Fareed Zakaria is warning that Afghanistan could be the next Iraq. He’s quite right, and in fact that’s almost certainly going to be the case.

Our enemies have learned the lessons of Iraq, and our fecklessness there shows that they have a winning strategy on our hands. Al-Qaeda isn’t bound by national borders, which is why Syria and Iran can tear Iraq apart unmolested in the same way that Pakistan is doing to Afghanistan. They know that US troops won’t violate an international border to go after them, so all they need to do is keep their logistical and command elements in another country, and they can cause as much havoc as they want.

Afghanistan is now seeing the increased use of suicide bombers and IEDs — all techniques designed to produce maximum carnage at little risk, and tested in Iraq.

The enemy knows that their victory in Iraq keeps growing closer. It’s becoming close to a fait accompli that we’ll pull out and hand them their greatest victory yet — the Democrats have been pushing for surrender for some time, and even the Republicans are wavering. President Bush remains steadfast in his position that we won’t pull out, but he’s becoming more and more politically isolated because of it. The al-Qaeda strategy in Iraq is, sadly, working. They know our weaknesses and they know that they can prey off of our own self-doubts and the spinelessness of our political and media classes to achieve the victory they could never achieve through force of arms.

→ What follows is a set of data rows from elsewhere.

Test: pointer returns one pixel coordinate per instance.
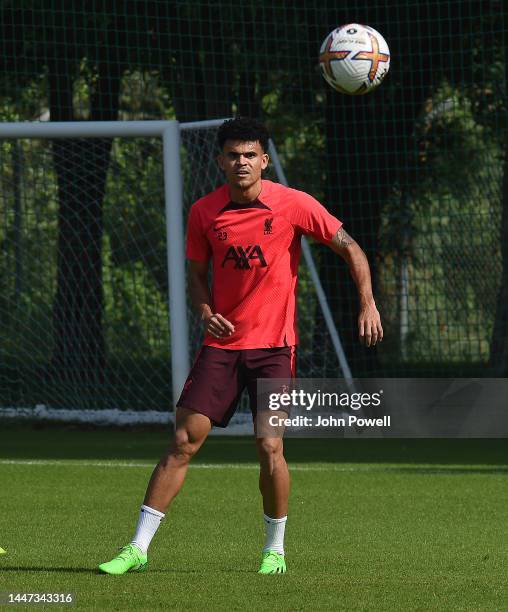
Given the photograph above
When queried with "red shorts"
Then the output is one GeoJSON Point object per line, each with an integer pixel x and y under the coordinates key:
{"type": "Point", "coordinates": [218, 377]}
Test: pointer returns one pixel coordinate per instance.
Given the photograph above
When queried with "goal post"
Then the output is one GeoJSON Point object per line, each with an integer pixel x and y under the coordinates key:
{"type": "Point", "coordinates": [188, 151]}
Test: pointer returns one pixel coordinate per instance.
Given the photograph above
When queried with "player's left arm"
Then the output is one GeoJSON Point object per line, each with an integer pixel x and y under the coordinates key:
{"type": "Point", "coordinates": [370, 330]}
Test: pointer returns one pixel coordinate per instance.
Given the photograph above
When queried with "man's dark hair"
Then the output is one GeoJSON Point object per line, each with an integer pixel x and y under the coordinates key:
{"type": "Point", "coordinates": [244, 129]}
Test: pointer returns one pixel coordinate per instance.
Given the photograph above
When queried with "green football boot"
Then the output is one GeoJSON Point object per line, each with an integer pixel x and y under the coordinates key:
{"type": "Point", "coordinates": [130, 559]}
{"type": "Point", "coordinates": [272, 563]}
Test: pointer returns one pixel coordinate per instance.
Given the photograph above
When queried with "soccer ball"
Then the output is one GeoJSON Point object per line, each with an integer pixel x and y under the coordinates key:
{"type": "Point", "coordinates": [354, 59]}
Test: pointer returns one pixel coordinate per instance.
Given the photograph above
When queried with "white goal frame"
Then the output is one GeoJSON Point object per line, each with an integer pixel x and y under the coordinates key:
{"type": "Point", "coordinates": [169, 131]}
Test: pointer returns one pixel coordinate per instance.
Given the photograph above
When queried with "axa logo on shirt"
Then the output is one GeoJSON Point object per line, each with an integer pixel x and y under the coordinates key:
{"type": "Point", "coordinates": [243, 258]}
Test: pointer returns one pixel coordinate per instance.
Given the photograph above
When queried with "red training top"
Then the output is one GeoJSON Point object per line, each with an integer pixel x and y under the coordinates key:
{"type": "Point", "coordinates": [255, 249]}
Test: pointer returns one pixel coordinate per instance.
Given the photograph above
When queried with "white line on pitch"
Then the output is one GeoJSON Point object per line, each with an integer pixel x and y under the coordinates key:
{"type": "Point", "coordinates": [402, 469]}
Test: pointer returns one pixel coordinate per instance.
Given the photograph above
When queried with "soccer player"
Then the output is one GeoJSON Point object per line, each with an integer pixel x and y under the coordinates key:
{"type": "Point", "coordinates": [250, 229]}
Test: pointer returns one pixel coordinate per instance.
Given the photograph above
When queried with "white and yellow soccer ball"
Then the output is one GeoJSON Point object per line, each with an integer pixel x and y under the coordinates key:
{"type": "Point", "coordinates": [354, 59]}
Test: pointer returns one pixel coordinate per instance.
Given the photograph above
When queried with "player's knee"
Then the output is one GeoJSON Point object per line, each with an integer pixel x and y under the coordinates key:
{"type": "Point", "coordinates": [182, 448]}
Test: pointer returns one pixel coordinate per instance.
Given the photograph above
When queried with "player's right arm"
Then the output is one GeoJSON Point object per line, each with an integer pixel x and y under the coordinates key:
{"type": "Point", "coordinates": [215, 324]}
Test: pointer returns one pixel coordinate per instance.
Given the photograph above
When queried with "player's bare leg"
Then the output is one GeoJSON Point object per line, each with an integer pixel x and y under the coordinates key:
{"type": "Point", "coordinates": [191, 430]}
{"type": "Point", "coordinates": [274, 479]}
{"type": "Point", "coordinates": [274, 484]}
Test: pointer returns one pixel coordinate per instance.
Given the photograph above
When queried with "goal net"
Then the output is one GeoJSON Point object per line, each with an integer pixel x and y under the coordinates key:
{"type": "Point", "coordinates": [85, 288]}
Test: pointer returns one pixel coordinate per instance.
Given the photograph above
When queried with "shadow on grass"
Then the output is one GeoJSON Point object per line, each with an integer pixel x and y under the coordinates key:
{"type": "Point", "coordinates": [63, 570]}
{"type": "Point", "coordinates": [94, 571]}
{"type": "Point", "coordinates": [54, 441]}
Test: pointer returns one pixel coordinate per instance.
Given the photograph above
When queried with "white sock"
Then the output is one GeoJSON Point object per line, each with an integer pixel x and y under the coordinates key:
{"type": "Point", "coordinates": [148, 523]}
{"type": "Point", "coordinates": [275, 534]}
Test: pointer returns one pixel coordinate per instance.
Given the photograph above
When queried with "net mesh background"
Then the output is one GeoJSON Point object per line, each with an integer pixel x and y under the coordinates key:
{"type": "Point", "coordinates": [416, 170]}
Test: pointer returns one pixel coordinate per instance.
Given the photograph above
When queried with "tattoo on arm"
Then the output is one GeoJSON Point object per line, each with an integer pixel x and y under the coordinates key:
{"type": "Point", "coordinates": [342, 239]}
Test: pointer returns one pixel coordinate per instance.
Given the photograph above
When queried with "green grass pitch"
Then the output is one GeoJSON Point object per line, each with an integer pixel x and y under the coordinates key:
{"type": "Point", "coordinates": [373, 524]}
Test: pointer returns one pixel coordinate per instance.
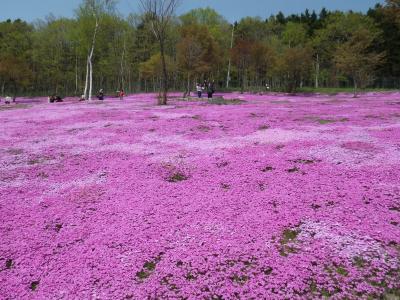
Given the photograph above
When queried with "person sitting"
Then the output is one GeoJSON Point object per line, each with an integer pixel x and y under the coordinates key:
{"type": "Point", "coordinates": [100, 95]}
{"type": "Point", "coordinates": [210, 90]}
{"type": "Point", "coordinates": [199, 89]}
{"type": "Point", "coordinates": [121, 95]}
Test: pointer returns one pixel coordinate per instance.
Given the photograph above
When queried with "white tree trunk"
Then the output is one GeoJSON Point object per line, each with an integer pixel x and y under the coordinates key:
{"type": "Point", "coordinates": [228, 77]}
{"type": "Point", "coordinates": [87, 79]}
{"type": "Point", "coordinates": [317, 72]}
{"type": "Point", "coordinates": [89, 67]}
{"type": "Point", "coordinates": [122, 69]}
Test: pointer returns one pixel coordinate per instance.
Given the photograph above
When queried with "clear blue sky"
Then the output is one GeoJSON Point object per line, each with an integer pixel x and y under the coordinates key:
{"type": "Point", "coordinates": [232, 10]}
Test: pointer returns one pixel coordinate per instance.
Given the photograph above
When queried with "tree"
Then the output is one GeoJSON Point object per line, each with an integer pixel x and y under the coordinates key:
{"type": "Point", "coordinates": [15, 56]}
{"type": "Point", "coordinates": [354, 59]}
{"type": "Point", "coordinates": [93, 10]}
{"type": "Point", "coordinates": [161, 13]}
{"type": "Point", "coordinates": [197, 52]}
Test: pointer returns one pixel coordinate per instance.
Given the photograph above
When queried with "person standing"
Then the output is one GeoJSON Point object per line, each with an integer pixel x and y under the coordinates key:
{"type": "Point", "coordinates": [121, 94]}
{"type": "Point", "coordinates": [199, 89]}
{"type": "Point", "coordinates": [100, 95]}
{"type": "Point", "coordinates": [210, 90]}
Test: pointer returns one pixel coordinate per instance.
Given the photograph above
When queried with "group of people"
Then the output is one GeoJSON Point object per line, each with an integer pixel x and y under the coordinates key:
{"type": "Point", "coordinates": [208, 86]}
{"type": "Point", "coordinates": [101, 96]}
{"type": "Point", "coordinates": [8, 100]}
{"type": "Point", "coordinates": [54, 98]}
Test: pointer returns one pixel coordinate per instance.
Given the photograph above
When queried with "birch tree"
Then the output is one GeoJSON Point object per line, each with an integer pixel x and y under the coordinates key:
{"type": "Point", "coordinates": [93, 9]}
{"type": "Point", "coordinates": [161, 13]}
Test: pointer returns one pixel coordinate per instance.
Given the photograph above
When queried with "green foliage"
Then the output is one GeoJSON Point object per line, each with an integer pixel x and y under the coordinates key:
{"type": "Point", "coordinates": [283, 53]}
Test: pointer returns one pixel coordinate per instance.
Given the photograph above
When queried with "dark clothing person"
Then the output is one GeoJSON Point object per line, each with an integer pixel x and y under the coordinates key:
{"type": "Point", "coordinates": [210, 90]}
{"type": "Point", "coordinates": [100, 95]}
{"type": "Point", "coordinates": [199, 90]}
{"type": "Point", "coordinates": [121, 95]}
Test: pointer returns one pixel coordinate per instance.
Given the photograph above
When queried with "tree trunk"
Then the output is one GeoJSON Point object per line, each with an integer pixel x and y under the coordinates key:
{"type": "Point", "coordinates": [355, 88]}
{"type": "Point", "coordinates": [317, 72]}
{"type": "Point", "coordinates": [90, 79]}
{"type": "Point", "coordinates": [187, 93]}
{"type": "Point", "coordinates": [89, 66]}
{"type": "Point", "coordinates": [163, 100]}
{"type": "Point", "coordinates": [76, 75]}
{"type": "Point", "coordinates": [228, 77]}
{"type": "Point", "coordinates": [122, 69]}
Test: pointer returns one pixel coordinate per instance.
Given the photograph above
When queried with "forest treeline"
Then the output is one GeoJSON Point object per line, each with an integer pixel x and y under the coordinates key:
{"type": "Point", "coordinates": [311, 49]}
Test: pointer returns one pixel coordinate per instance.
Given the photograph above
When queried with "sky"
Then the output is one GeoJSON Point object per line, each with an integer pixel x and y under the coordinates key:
{"type": "Point", "coordinates": [232, 10]}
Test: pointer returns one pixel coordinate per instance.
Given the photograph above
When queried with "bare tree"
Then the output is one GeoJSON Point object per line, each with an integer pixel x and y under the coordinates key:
{"type": "Point", "coordinates": [161, 13]}
{"type": "Point", "coordinates": [95, 8]}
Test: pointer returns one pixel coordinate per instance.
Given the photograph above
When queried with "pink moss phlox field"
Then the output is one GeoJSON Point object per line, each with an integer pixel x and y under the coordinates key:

Al-Qaeda now knows that the key to success is not to defeat the United States, but to let the United States defeat itself.

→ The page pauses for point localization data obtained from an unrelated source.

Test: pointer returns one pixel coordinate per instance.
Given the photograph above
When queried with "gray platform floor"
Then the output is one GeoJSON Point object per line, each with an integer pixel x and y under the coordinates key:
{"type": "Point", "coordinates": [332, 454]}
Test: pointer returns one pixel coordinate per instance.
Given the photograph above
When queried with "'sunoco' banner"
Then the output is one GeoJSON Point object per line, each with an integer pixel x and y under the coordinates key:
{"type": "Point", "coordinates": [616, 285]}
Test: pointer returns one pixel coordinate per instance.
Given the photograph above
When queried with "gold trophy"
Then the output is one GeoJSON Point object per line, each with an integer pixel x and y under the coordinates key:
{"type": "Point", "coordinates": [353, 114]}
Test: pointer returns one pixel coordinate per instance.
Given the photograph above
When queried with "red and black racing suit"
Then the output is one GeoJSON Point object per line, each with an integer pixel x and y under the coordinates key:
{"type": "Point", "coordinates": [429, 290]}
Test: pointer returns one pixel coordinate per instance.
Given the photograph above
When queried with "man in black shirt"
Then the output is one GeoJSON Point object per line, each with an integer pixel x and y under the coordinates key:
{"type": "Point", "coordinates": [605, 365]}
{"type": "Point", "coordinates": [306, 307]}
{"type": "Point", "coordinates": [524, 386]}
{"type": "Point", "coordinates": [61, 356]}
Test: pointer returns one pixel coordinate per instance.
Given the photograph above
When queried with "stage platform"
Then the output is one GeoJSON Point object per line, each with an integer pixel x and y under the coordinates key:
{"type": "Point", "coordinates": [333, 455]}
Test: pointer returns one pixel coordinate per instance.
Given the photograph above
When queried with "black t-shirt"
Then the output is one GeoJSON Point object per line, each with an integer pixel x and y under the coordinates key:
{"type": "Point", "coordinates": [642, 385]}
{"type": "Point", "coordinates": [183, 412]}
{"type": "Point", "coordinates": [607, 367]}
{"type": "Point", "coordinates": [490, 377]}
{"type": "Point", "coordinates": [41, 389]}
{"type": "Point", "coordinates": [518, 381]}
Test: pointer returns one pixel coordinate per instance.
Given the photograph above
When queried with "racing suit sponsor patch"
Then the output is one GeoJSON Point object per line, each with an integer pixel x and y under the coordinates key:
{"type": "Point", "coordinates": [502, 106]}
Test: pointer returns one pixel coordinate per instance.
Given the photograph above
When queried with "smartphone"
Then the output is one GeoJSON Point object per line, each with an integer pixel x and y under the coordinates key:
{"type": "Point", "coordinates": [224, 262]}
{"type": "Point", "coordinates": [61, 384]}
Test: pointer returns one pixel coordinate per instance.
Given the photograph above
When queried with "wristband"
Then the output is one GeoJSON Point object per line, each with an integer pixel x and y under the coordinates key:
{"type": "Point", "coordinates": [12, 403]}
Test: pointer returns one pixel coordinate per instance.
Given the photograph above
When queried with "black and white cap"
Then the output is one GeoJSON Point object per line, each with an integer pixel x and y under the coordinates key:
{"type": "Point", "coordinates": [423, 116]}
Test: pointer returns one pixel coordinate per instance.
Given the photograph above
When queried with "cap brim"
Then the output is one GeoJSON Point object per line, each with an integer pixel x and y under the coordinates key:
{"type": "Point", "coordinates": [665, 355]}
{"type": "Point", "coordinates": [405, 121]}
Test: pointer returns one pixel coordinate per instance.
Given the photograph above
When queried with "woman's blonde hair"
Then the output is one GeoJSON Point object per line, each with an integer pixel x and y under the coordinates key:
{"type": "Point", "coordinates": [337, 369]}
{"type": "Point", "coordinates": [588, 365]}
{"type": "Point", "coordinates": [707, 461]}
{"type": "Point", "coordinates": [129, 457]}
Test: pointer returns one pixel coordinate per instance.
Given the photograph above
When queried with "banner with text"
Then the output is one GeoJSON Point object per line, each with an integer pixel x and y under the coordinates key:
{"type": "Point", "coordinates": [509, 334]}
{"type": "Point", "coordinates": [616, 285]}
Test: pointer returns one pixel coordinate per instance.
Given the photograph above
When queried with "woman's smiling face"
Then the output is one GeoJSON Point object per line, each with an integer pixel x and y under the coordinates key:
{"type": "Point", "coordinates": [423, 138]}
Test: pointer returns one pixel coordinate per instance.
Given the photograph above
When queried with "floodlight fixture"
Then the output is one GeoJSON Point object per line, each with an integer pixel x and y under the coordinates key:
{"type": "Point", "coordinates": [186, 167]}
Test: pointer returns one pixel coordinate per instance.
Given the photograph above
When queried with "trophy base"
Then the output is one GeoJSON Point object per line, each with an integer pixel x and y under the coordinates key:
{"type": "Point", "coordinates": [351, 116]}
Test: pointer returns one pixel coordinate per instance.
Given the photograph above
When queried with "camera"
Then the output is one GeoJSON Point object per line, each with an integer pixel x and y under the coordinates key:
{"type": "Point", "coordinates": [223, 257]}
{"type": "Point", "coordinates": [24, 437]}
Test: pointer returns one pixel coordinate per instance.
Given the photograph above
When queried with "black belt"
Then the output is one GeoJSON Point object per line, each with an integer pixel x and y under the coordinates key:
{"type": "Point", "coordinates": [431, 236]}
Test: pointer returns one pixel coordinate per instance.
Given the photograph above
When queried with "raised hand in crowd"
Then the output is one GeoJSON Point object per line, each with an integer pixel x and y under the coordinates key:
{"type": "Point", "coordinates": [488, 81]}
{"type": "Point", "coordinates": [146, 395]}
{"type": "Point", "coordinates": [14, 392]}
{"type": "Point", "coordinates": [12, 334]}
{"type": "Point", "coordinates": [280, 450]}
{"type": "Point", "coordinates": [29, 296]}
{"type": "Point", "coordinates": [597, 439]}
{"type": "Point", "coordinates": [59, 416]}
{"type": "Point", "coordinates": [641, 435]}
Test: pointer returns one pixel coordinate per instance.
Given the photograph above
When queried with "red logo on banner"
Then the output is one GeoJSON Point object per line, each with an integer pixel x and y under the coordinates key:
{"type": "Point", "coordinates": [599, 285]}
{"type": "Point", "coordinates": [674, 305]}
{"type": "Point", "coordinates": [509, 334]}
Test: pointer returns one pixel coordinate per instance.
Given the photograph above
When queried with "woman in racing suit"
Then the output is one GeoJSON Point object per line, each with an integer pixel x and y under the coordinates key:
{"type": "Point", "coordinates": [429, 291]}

Al-Qaeda and the Taliban have already begun to apply those lessons to Afghanistan, and they have every reason to believe that they’ll be successful. Despite all the talk about how the Democrats support the war in Afghanistan, their fecklessness won’t merely be confined to the conflict in Iraq. Instead, as the violence ratchets up, the will to remain will decrease. The Taiban are already trying to take out the coalition partners in Afghanistan they way they did in Iraq, isolating the US and Great Britain. Once that’s done, all they require is a steady stream of casualties and plenty of carnage for the evening news. They know that the American media will gladly parrot their propaganda, and soon enough the US will leave Afghanistan to be torn apart.

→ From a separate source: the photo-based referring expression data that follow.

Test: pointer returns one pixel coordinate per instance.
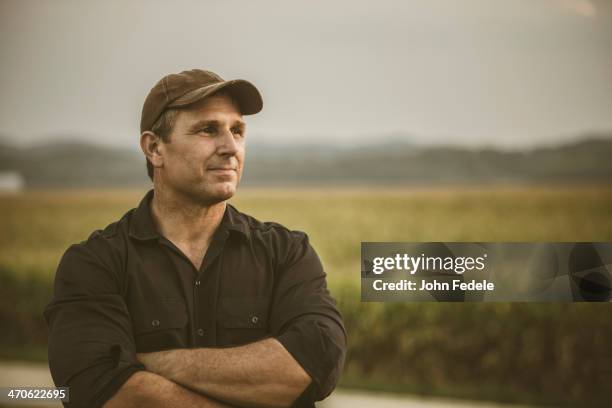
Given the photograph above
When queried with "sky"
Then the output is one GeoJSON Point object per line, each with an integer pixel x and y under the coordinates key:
{"type": "Point", "coordinates": [503, 73]}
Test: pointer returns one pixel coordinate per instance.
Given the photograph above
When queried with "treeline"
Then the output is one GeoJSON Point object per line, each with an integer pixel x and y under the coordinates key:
{"type": "Point", "coordinates": [70, 164]}
{"type": "Point", "coordinates": [548, 354]}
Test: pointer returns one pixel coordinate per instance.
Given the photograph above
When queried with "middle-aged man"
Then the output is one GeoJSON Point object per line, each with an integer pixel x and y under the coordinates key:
{"type": "Point", "coordinates": [185, 301]}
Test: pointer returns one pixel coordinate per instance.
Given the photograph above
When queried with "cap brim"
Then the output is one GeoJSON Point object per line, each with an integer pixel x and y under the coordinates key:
{"type": "Point", "coordinates": [247, 96]}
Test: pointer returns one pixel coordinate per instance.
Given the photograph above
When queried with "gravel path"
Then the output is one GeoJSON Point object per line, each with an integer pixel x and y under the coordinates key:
{"type": "Point", "coordinates": [32, 375]}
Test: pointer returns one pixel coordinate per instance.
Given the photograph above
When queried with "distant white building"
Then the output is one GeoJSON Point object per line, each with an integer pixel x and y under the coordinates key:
{"type": "Point", "coordinates": [11, 181]}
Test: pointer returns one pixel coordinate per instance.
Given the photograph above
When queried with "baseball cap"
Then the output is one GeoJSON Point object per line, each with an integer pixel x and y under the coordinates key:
{"type": "Point", "coordinates": [180, 90]}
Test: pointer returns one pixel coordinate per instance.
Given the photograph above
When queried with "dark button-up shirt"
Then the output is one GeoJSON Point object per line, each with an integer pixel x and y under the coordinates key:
{"type": "Point", "coordinates": [127, 289]}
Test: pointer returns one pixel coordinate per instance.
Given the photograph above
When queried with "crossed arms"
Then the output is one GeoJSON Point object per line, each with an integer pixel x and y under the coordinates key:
{"type": "Point", "coordinates": [260, 374]}
{"type": "Point", "coordinates": [92, 348]}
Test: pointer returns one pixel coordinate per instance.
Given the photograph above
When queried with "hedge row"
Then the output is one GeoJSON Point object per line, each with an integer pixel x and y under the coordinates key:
{"type": "Point", "coordinates": [531, 353]}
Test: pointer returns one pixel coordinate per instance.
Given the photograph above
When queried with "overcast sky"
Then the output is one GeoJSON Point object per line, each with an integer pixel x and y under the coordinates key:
{"type": "Point", "coordinates": [508, 73]}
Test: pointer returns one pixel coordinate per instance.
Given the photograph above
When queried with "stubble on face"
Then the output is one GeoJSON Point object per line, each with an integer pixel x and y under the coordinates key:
{"type": "Point", "coordinates": [204, 158]}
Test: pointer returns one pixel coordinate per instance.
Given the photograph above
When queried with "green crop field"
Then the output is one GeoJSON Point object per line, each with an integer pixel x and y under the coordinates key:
{"type": "Point", "coordinates": [36, 227]}
{"type": "Point", "coordinates": [528, 353]}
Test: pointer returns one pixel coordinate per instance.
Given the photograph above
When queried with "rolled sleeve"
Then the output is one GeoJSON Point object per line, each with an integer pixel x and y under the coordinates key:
{"type": "Point", "coordinates": [91, 346]}
{"type": "Point", "coordinates": [306, 322]}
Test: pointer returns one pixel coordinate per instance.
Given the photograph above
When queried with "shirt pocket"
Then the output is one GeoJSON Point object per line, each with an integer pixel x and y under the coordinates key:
{"type": "Point", "coordinates": [161, 326]}
{"type": "Point", "coordinates": [242, 320]}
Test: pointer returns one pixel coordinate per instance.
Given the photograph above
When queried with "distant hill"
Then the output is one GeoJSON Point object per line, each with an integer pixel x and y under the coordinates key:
{"type": "Point", "coordinates": [78, 164]}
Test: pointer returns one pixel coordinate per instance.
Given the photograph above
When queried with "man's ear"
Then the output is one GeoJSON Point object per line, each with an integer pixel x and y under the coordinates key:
{"type": "Point", "coordinates": [150, 145]}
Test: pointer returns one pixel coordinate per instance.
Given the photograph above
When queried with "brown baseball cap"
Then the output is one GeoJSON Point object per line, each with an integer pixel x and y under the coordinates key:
{"type": "Point", "coordinates": [180, 90]}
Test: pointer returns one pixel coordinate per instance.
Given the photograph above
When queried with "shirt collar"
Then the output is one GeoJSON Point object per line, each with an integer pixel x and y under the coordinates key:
{"type": "Point", "coordinates": [142, 226]}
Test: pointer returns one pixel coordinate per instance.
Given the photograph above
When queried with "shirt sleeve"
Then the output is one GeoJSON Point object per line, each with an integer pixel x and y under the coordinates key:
{"type": "Point", "coordinates": [91, 346]}
{"type": "Point", "coordinates": [305, 320]}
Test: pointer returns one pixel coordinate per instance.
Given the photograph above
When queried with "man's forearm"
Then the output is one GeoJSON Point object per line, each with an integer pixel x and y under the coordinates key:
{"type": "Point", "coordinates": [260, 374]}
{"type": "Point", "coordinates": [145, 389]}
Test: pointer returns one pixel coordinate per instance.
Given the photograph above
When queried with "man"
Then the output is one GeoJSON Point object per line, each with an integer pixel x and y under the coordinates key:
{"type": "Point", "coordinates": [185, 301]}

Zakaria points out that we’re not putting the pressure we need to put on President Musharraf of Pakistan, our erstwhile ally. It seems that we simply don’t have the political capital or the political will to do so, and the risks are simply too great. Short of making sure that Pakistan no longer supports the Taliban in any way or violating Pakistani sovereignty to clean out areas like Waziristan, there’s little we can do to stop the flow of money and weapons to al-Qaeda and the Taliban.

Our enemy is learning from our failures, and they know our weaknesses well. It’s too bad that we’re likely to lose Iraq and Afghanistan, and then probably one of our own major cities before we wake up to the internal weakness that is hampering our efforts in this global war on Islamic terrorism.